Untuk mencegah penyebaran COVID-19, pemerintah membuat kebijakan social distancing. Warga dilarang berkumpul atau berkerumun di satu tempat ataupun jika terpaksa harus dengan jarak tertentu (1-3 meter). Dampak kebijakan ini merambat sampai proses peradilan yang selama COVID-19 dilaksanakan secara virtual atau lazim dikenal dengan e-Court.
Lalu, apakah peradilan daring di Indonesia dapat dijalankan secara efisien dan mampu memberikan keadilan yang utuh?
Kebutuhan Hukum dan Peradilan
Dalam kehidupan sehari-hari, manusia selalu terhubung dengan manusia lainnya. Hal ini mengingat manusia selain sebagai makhluk individu juga berperan sebagai zoon politicon atau makhluk sosial. Sebab itulah yang membuat manusia tidak bisa terlepas dari hukum.
Hukum merupakan alat kontrol sosial yang bisa digunakan untuk melindungi kepentingan manusia, terutama hak-hak yang dimiliki tiap manusia. Dalam menjalani hubungan sosial, tidak jarang terjadi konflik. Peran hukum di sini adalah untuk mengatasi konflik tersebut sehingga dapat dicapai kebenaran dan keadilan bagi masing-masing pihak yang terlibat.

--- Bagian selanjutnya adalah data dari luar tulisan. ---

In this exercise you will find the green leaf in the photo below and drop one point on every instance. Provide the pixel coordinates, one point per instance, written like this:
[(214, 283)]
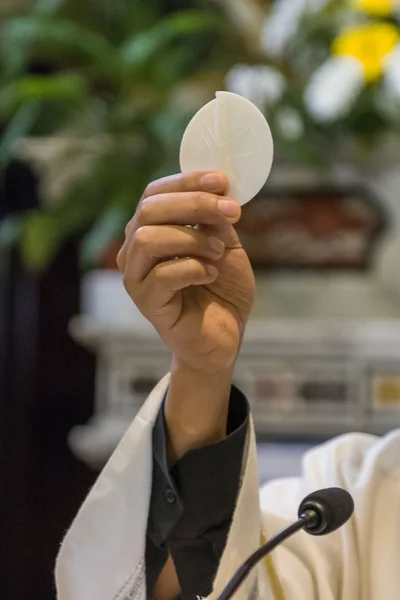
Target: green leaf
[(40, 240), (48, 7), (143, 47), (105, 230), (36, 35), (19, 127), (10, 231), (40, 88)]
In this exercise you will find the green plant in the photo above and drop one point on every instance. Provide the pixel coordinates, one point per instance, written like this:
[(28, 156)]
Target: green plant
[(104, 83)]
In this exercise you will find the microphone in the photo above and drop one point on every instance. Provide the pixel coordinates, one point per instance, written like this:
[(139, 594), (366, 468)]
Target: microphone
[(319, 513)]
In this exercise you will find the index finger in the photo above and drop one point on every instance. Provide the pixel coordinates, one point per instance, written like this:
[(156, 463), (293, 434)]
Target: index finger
[(208, 181)]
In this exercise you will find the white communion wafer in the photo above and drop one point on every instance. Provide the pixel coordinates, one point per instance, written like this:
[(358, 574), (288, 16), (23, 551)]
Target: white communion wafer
[(230, 134)]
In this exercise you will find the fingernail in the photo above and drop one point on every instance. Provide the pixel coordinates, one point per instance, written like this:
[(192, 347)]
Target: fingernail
[(216, 244), (213, 182), (211, 270), (229, 208)]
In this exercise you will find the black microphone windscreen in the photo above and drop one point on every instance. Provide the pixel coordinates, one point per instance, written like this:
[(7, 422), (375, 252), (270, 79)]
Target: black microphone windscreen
[(334, 505)]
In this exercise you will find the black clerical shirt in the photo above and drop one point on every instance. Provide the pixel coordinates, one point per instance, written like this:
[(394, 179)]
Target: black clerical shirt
[(192, 504)]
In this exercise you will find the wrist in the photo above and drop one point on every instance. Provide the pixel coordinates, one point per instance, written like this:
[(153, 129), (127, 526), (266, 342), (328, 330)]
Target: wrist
[(196, 408)]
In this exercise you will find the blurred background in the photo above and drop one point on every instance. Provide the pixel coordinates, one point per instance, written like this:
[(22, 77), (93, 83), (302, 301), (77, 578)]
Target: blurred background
[(94, 99)]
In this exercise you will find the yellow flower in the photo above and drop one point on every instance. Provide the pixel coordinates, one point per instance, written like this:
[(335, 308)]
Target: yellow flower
[(370, 44), (378, 8)]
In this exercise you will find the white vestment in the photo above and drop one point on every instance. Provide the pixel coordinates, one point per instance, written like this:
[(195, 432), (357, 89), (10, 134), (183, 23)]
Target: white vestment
[(102, 555)]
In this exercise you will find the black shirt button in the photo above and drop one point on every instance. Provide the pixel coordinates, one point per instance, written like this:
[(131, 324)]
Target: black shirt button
[(170, 496)]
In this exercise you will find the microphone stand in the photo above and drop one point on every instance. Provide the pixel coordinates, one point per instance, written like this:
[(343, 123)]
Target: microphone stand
[(306, 519)]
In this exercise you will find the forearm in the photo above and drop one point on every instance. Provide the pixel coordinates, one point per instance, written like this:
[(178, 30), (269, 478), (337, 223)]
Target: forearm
[(196, 409)]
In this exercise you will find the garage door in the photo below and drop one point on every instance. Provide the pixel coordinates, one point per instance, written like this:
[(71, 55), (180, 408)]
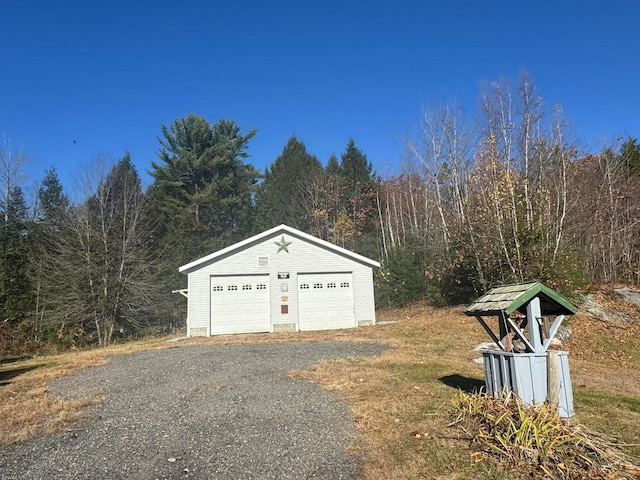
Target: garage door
[(240, 304), (325, 301)]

Selain itu, hukum juga berperan untuk mencegah terjadinya konflik karena hukum memiliki sifat yang bukan hanya memaksa untuk dipatuhi namun juga bersifat mengatur.
Uraian singkat mengenai peran hukum di atas memberikan gambaran bahwa meskipun dalam masa pandemi COVID-19 sekalipun, hukum tetap diperlukan dan peradilan harus tetap berjalan.
Pandemi COVID-19 dan e-Court
Pada hakikatnya, semasa pandemi, hubungan sosial di dalam masyarakat tetap berjalan. Hanya saja, jarak fisik antarindividu yang dibatasi sehingga kemungkinan konflik masih tetap ada.
Lembaga peradilan di Indonesia dalam upaya mendukung kebijakan pemerintah dalam mencegah penyebaran COVID-19 menjalankan peradilannya secara daring melalui telekonferensi. Meskipun masih banyak yang mempertanyakan tentang kemampuan e-court dalam memberikan keadilan yang utuh seperti harapan masyarakat, seluruh warga Indonesia sudah sepatutnya mendukung adanya e-court.